Simeon's 2011-12 basketball team has stirred up considerable excitement. Call it a generational version of Beatle-mania.

Coach Robert Smith's Wolverines, heavily favored to win their third state championship in a row and fifth in seven years, are being touted as the No. 1 team in the nation. And it features 6-8 junior Jabari Parker, whose youthful celebrity is comparable to LeBron James and Derrick Rose.

So author Scott Lynn thinks it is time to remind today's hip-hoppers and slam-jammers and crossover dribblers that, 40 years ago, Thornridge's 1971-72 team created every bit as much hoopla as Simeon. It is the Falcons' unprecedented record of achievement that Simeon is chasing this season.

Lynn's book, "Thornridge: The Perfect Season in Black and White," published by AuthorHouse, brings back memories for high school basketball fans throughout Illinois. Let the "old-school versus modern-times" debate rage on.
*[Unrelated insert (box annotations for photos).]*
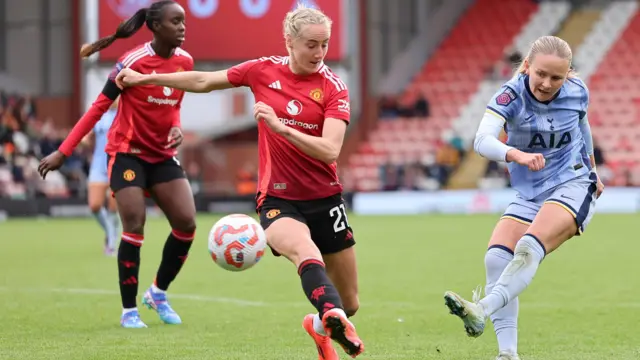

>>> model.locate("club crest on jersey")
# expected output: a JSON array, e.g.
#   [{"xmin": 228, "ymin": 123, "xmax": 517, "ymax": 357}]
[
  {"xmin": 309, "ymin": 89, "xmax": 324, "ymax": 102},
  {"xmin": 496, "ymin": 88, "xmax": 516, "ymax": 106},
  {"xmin": 287, "ymin": 100, "xmax": 302, "ymax": 116}
]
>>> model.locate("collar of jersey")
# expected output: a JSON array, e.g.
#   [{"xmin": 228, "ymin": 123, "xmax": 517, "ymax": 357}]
[
  {"xmin": 287, "ymin": 57, "xmax": 325, "ymax": 80},
  {"xmin": 522, "ymin": 75, "xmax": 562, "ymax": 105}
]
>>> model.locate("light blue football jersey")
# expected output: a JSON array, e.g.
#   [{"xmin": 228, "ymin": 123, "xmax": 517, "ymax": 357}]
[
  {"xmin": 487, "ymin": 74, "xmax": 591, "ymax": 199},
  {"xmin": 93, "ymin": 109, "xmax": 117, "ymax": 160}
]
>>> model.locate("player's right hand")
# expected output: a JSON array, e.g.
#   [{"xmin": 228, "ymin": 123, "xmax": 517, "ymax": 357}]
[
  {"xmin": 38, "ymin": 150, "xmax": 67, "ymax": 180},
  {"xmin": 514, "ymin": 150, "xmax": 546, "ymax": 171},
  {"xmin": 116, "ymin": 68, "xmax": 145, "ymax": 89}
]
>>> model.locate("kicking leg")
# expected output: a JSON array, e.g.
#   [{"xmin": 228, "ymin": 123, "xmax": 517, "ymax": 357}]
[
  {"xmin": 115, "ymin": 187, "xmax": 147, "ymax": 328},
  {"xmin": 88, "ymin": 182, "xmax": 114, "ymax": 254},
  {"xmin": 266, "ymin": 217, "xmax": 364, "ymax": 359},
  {"xmin": 484, "ymin": 218, "xmax": 529, "ymax": 360},
  {"xmin": 445, "ymin": 203, "xmax": 577, "ymax": 337},
  {"xmin": 143, "ymin": 178, "xmax": 196, "ymax": 324}
]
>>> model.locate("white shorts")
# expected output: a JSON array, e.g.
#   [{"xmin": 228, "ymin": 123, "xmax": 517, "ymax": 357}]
[{"xmin": 502, "ymin": 172, "xmax": 597, "ymax": 235}]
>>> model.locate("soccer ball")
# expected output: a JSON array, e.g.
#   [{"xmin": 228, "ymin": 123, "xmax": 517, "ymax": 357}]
[{"xmin": 208, "ymin": 214, "xmax": 267, "ymax": 271}]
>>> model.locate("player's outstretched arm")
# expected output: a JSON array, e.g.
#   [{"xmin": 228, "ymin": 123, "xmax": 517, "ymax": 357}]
[
  {"xmin": 38, "ymin": 80, "xmax": 121, "ymax": 179},
  {"xmin": 473, "ymin": 111, "xmax": 545, "ymax": 171},
  {"xmin": 473, "ymin": 111, "xmax": 516, "ymax": 161},
  {"xmin": 116, "ymin": 68, "xmax": 233, "ymax": 93}
]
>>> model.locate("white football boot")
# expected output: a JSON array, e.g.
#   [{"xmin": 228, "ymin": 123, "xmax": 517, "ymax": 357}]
[
  {"xmin": 496, "ymin": 351, "xmax": 520, "ymax": 360},
  {"xmin": 444, "ymin": 287, "xmax": 487, "ymax": 337}
]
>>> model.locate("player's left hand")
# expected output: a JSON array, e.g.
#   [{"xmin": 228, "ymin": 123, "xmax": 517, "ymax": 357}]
[
  {"xmin": 164, "ymin": 127, "xmax": 184, "ymax": 149},
  {"xmin": 253, "ymin": 101, "xmax": 289, "ymax": 135},
  {"xmin": 596, "ymin": 174, "xmax": 604, "ymax": 199}
]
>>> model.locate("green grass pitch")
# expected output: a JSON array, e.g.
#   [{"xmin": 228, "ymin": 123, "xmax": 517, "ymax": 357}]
[{"xmin": 0, "ymin": 214, "xmax": 640, "ymax": 360}]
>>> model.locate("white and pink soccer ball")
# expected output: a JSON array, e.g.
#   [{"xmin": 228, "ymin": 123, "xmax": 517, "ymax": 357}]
[{"xmin": 208, "ymin": 214, "xmax": 267, "ymax": 271}]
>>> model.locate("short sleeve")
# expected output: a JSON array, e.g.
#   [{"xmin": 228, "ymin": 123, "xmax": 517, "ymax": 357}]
[
  {"xmin": 324, "ymin": 88, "xmax": 351, "ymax": 124},
  {"xmin": 487, "ymin": 85, "xmax": 519, "ymax": 121},
  {"xmin": 227, "ymin": 60, "xmax": 262, "ymax": 87},
  {"xmin": 580, "ymin": 85, "xmax": 589, "ymax": 120}
]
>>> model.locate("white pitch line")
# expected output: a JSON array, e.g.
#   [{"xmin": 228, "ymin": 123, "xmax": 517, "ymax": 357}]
[
  {"xmin": 0, "ymin": 287, "xmax": 269, "ymax": 307},
  {"xmin": 0, "ymin": 286, "xmax": 640, "ymax": 310}
]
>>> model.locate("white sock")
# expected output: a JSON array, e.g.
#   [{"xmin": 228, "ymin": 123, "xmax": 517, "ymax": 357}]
[
  {"xmin": 313, "ymin": 314, "xmax": 327, "ymax": 336},
  {"xmin": 484, "ymin": 247, "xmax": 518, "ymax": 354},
  {"xmin": 122, "ymin": 307, "xmax": 138, "ymax": 315},
  {"xmin": 151, "ymin": 284, "xmax": 166, "ymax": 294},
  {"xmin": 480, "ymin": 234, "xmax": 545, "ymax": 316}
]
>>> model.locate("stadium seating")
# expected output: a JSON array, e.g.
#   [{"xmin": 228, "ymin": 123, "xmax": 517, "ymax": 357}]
[{"xmin": 349, "ymin": 0, "xmax": 539, "ymax": 191}]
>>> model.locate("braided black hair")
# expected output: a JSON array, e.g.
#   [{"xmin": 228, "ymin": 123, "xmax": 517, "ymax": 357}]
[{"xmin": 80, "ymin": 0, "xmax": 176, "ymax": 58}]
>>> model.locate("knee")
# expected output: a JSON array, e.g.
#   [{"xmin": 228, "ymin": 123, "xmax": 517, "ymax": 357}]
[
  {"xmin": 89, "ymin": 201, "xmax": 102, "ymax": 213},
  {"xmin": 120, "ymin": 212, "xmax": 146, "ymax": 234},
  {"xmin": 172, "ymin": 217, "xmax": 196, "ymax": 234}
]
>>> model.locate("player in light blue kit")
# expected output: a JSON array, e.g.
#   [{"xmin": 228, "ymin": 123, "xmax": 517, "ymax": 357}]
[
  {"xmin": 88, "ymin": 100, "xmax": 119, "ymax": 256},
  {"xmin": 444, "ymin": 36, "xmax": 604, "ymax": 360}
]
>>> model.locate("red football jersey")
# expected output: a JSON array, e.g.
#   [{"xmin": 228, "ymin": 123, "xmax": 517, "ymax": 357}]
[
  {"xmin": 227, "ymin": 56, "xmax": 350, "ymax": 205},
  {"xmin": 105, "ymin": 42, "xmax": 193, "ymax": 163}
]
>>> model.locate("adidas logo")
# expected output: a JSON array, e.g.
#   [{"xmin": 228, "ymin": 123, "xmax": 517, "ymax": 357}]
[{"xmin": 269, "ymin": 80, "xmax": 282, "ymax": 89}]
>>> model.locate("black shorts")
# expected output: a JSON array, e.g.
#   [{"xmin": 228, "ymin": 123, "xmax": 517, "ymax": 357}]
[
  {"xmin": 258, "ymin": 194, "xmax": 356, "ymax": 256},
  {"xmin": 108, "ymin": 153, "xmax": 187, "ymax": 193}
]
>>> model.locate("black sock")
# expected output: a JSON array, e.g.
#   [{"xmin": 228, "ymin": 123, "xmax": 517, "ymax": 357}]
[
  {"xmin": 155, "ymin": 230, "xmax": 194, "ymax": 291},
  {"xmin": 118, "ymin": 233, "xmax": 144, "ymax": 309},
  {"xmin": 298, "ymin": 259, "xmax": 342, "ymax": 319}
]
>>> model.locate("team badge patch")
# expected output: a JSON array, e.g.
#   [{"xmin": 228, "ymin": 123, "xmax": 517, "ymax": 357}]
[
  {"xmin": 122, "ymin": 170, "xmax": 136, "ymax": 181},
  {"xmin": 267, "ymin": 209, "xmax": 280, "ymax": 219},
  {"xmin": 496, "ymin": 88, "xmax": 516, "ymax": 106},
  {"xmin": 309, "ymin": 89, "xmax": 324, "ymax": 102}
]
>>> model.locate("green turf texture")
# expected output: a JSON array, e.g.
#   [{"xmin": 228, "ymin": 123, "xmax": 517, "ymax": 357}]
[{"xmin": 0, "ymin": 214, "xmax": 640, "ymax": 360}]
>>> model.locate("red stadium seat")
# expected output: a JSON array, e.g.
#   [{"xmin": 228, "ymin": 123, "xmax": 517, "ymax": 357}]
[{"xmin": 350, "ymin": 0, "xmax": 538, "ymax": 191}]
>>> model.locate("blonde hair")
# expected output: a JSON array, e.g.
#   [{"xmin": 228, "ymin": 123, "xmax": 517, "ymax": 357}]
[
  {"xmin": 282, "ymin": 2, "xmax": 332, "ymax": 39},
  {"xmin": 514, "ymin": 35, "xmax": 578, "ymax": 78}
]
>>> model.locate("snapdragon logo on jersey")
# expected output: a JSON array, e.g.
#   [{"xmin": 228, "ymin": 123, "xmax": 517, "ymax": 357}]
[{"xmin": 278, "ymin": 100, "xmax": 318, "ymax": 130}]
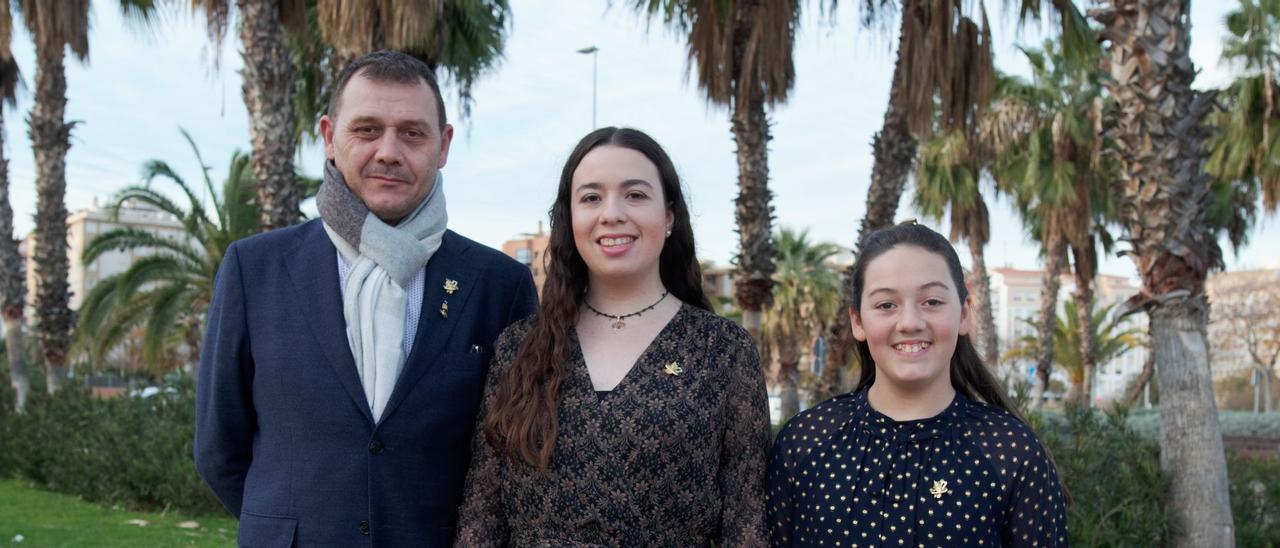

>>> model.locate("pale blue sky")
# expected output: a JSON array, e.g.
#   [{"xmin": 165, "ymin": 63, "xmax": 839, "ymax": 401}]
[{"xmin": 5, "ymin": 0, "xmax": 1280, "ymax": 277}]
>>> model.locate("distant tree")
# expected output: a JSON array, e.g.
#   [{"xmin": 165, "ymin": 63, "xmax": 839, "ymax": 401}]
[
  {"xmin": 0, "ymin": 0, "xmax": 155, "ymax": 393},
  {"xmin": 760, "ymin": 227, "xmax": 841, "ymax": 420},
  {"xmin": 77, "ymin": 131, "xmax": 259, "ymax": 373},
  {"xmin": 982, "ymin": 33, "xmax": 1117, "ymax": 407},
  {"xmin": 1210, "ymin": 273, "xmax": 1280, "ymax": 412},
  {"xmin": 1005, "ymin": 298, "xmax": 1143, "ymax": 405}
]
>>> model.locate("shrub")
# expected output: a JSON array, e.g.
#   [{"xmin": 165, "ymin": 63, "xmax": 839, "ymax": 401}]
[
  {"xmin": 1029, "ymin": 406, "xmax": 1171, "ymax": 545},
  {"xmin": 0, "ymin": 382, "xmax": 221, "ymax": 515}
]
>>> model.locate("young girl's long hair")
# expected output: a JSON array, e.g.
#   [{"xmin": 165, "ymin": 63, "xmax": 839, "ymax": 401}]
[
  {"xmin": 849, "ymin": 223, "xmax": 1021, "ymax": 419},
  {"xmin": 484, "ymin": 127, "xmax": 712, "ymax": 470}
]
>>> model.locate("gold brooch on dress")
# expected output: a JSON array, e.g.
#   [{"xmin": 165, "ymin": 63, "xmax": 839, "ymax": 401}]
[{"xmin": 929, "ymin": 480, "xmax": 951, "ymax": 498}]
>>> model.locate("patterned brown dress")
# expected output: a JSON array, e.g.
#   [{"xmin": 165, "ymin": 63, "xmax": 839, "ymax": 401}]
[{"xmin": 457, "ymin": 305, "xmax": 769, "ymax": 547}]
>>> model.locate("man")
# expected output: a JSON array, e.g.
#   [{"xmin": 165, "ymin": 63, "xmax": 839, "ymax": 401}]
[{"xmin": 195, "ymin": 51, "xmax": 536, "ymax": 547}]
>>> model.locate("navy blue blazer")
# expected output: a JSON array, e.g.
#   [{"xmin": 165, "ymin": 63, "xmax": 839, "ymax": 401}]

Could Thornridge make the transition to today's fast-paced style? Who would you choose to lead your team, Parker or Quinn Buckner? Could Simeon break Thornridge's suffocating 1-2-1-1 zone press that devastated every opponent? Will Simeon or any state champion ever measure up to Thornridge's gold-standard performance over Quincy (104-69) in the 1972 state final?

Simeon supporters argue, justifiably, that Thornridge didn't play the challenging national schedule that awaits the Wolverines. In the 1970s, Illinois schools were restricted by travel limitations. Thornridge's toughest opponents were south suburban rivals Bloom and Thornton and perennial Downstate power Peoria Manual.

In a 33-0 season, Thornridge never allowed an opponent to come within 14 points. Only four other teams came within 20 points. In the era prior to the three-point shot, the Falcons averaged 88 points per game. The closest any other state champion came was La Grange and Ted Caiazza in 1953, which went 29-0 without allowing any opponent to come within nine points.

In one national poll of the top 25 high school teams of all time, Thornridge 1972 was rated No. 4 behind Baltimore Dunbar 1983, New York City's Power Memorial 1964 and Hyattsville, Md., De Matha 1965.

Dunbar boasted three NBA first-round picks in the 1987 draft--Reggie Williams, Muggsy Bogues and Reggie Lewis. Another future NBA player, David Wingate, also was a starter.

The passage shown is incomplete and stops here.